[swift-evolution] [Accepted] SE-0168: Multi-Line String Literals
Xiaodi Wu
xiaodi.wu at gmail.com
Fri Apr 21 13:40:59 CDT 2017
On Fri, Apr 21, 2017 at 8:48 AM, Robert Bennett via swift-evolution <
swift-evolution at swift.org> wrote:
> Xiaodi, I think one thing you're neglecting is that users may never print
> out a multiline literal string at all. A string might never be printed or
> read by a human outside of the code it resides in. In this case it seems
> perfectly reasonable to ask that it be possible to format the string nicely
> in the code and disregard how it would actually be printed.
>
Can you give an example of such a use case, where a string is never seen by
a human but one cannot insert literal newlines and would need elided ones
instead?
Even if we intended to print every string we used, I don't agree that a
> string's representation in code should be coupled to its appearance when
> printed. That seems like a needless restriction to impose on the language.
I disagree that it is needless. To me, it is a sine qua non and raison
d'ĂȘtre of literals. It is, after all, what the word "literal" means.
> The whole point of multiline strings is to be able to visually lay out
> strings as desired, independent of the editor.

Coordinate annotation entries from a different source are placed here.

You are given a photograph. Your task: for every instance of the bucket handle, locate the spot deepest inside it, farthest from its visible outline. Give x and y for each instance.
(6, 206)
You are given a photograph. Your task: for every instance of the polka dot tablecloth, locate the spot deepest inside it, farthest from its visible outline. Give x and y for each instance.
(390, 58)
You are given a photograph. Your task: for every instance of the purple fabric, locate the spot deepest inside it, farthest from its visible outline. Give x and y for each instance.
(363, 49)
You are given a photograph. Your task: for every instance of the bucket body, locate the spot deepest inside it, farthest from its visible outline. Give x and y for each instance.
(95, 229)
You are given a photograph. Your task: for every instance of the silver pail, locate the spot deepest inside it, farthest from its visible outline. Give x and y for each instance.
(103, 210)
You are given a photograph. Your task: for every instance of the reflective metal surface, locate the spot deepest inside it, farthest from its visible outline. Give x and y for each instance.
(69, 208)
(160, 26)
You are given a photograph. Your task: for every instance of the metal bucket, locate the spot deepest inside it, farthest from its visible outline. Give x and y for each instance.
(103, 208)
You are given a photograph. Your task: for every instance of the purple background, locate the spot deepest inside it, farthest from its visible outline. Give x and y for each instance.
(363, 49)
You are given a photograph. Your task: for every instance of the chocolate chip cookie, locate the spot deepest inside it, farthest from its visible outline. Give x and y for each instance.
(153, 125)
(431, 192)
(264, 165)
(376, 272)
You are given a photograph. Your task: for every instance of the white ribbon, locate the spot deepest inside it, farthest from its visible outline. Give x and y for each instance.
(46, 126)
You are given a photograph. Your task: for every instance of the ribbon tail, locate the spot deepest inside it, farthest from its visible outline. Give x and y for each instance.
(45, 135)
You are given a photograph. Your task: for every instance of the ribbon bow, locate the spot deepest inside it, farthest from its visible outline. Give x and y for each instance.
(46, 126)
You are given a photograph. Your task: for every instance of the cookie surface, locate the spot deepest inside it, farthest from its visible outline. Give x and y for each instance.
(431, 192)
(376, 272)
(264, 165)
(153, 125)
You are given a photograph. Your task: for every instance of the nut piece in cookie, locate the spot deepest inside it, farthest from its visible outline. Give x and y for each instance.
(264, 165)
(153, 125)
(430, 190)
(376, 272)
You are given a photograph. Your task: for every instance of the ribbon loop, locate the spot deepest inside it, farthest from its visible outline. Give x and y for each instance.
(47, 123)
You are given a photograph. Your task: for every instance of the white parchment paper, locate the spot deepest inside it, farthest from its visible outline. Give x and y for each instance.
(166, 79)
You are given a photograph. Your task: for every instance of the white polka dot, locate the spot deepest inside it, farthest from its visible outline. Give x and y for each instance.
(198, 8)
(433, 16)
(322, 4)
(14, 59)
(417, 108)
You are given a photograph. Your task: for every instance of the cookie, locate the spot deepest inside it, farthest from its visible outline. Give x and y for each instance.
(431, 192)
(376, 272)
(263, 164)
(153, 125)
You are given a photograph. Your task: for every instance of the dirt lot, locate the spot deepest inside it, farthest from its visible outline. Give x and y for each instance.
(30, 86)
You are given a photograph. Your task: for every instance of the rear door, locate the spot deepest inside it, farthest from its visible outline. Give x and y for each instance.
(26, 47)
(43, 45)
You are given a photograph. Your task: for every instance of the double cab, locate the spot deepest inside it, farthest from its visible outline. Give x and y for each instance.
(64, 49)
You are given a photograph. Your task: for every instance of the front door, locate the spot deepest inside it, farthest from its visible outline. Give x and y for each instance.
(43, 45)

I don't believe that's correct. The whole point of multiline strings it to
be able to use literal newlines, no more and no less. I disagree strongly
with the idea that a literal should support "laying out strings as
desired"--only representing strings literally.
Allowing manual line breaks without introducing a newline is one more step
> toward completing this goal.
>
> To respond to your specific question as to why soft wrap is insufficient:
> it either looks bad because the wrapped text is unindented, or it
> introduces ambiguity by indenting the wrapped text (is that a wrapped line
> or two separate lines?). As Adrian Zubarev pointed out, we wouldn't need
> multiline string literals at all if we were content with manually inserting
> "\n" in multline strings and living with the soft wrapping.
Again, I understand the whole point of multiline string literals to be
allowing the use of literal newlines. The part about not liking
soft-wrapping, afaict, was never discussed during review as a motivation. I
personally do not use soft wrapping, but I have no problem with other
people using it. Besides that, there's the option of not wrapping (my
personal choice) and the option of hard wrapping using concatenation.
Evidently we are not content with that, so neither should we be content
> with having no way to break up long lines containing no newline character.
>
> Finally, I see no reason why we should be fighting against this. It only
> makes multiline strings more capable. If you don't want to use manual
> wrapping of lines, you don't have to.
>
This, IMO, is the wrong kind of reasoning. All additive features can be
summed up as "you don't have to use it if you don't like it." But that is
not the bar for including a feature. Each addition makes the language more
difficult to master and has the potential to make the resulting code more
difficult to read and understand. On balance, would this particular feature
hold its own weight? I don't think that avoiding the "it looks bad" issue
with soft-wrapping warrants such an addition.